ホルス、サイタイ血幹細胞培養液の国産化を実現

週刊粧業 2021年11月8日号 10ページ

ホルス、サイタイ血幹細胞培養液の国産化を実現
 化粧品の原料開発からOEM・消費者向け販売をグループで手掛けるホルスは、完全国産化した「世界初」の「サイタイ血幹細胞培養液」の提案に注力している。

 さらに、「エクソソーム」を豊富に含むデータを新たに取得し、細胞内の「サイトカイン」との相互作用で、美肌効果やシワ・タルミの抑制など高いエイジングケア効果が期待できる原料として拡販を進めていく。

 幹細胞とは、細胞の基となる細胞を指し、自分のコピーを生成する「自己複製能」と身体を作る様々な細胞へ変わる「分化能」を併せ持つ。

 ヒト由来の「幹細胞」を培養して得られる上清液「幹細胞培養液」を化粧品に配合すると、細胞にアプローチし、肌根本からの改善が期待できる。

 同社が開発した「サイタイ血幹細胞培養液」は、臍帯血(へその緒)に含まれる幹細胞を培養して得られる上清液で、20~30代の「日本人」由来の臍帯血をドナーに使用。細胞の採取から製造までの一連の流れを日本国内で行っており、「完全国産化」を実現している。

 さらに同社は近夏、世界で初めて、表示名称「ヒトサイタイ血幹細胞順化培養液」とINCIを取得した。「世界初」を謳える原料として提案している。

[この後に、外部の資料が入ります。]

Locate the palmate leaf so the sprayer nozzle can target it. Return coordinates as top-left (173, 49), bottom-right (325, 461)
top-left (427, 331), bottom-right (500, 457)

 ヒト幹細胞培養液の由来に「臍帯血」に着目した理由について三井幸雄社長は、「サイトカインが豊富に含まれることを確認しているほか、受精卵を胎児になるまで育てる臍帯血から抽出した幹細胞は人の身体の中で最も若い組織といえるため、肌細胞の活性化に適していると考えた」と語る。実際に同社は、同原料の有効性を確認できるデータを多数取得している。

 例えば、情報伝達物質である「エクソソーム」量の比較試験では、脂肪由来と比べ「サイタイ血」由来の幹細胞培養液の方が「エクソソーム」を多く含有していることが明らかとなっている(同社比)。細胞から分泌されるリポソーム「エクソソーム」は、たんぱく質や核酸・脂質などを内包しており、細胞に取り込まれることでサイトカインの産生や創傷治癒などの効果が期待できる成分といえる。

 また同原料には、EGFやFGF、GDF-1をはじめ多数の「サイトカイン」がバランスよく含まれている点も特徴的だ。
「サイトカイン」は、体内の幹細胞を効率よく増殖させる役割を担っているが、そのバランスが崩れると幹細胞の増殖が鈍化する。こうした中「サイトカイン」をバランスよく補うことで環境が改善され、細胞の増殖を促すことができるという。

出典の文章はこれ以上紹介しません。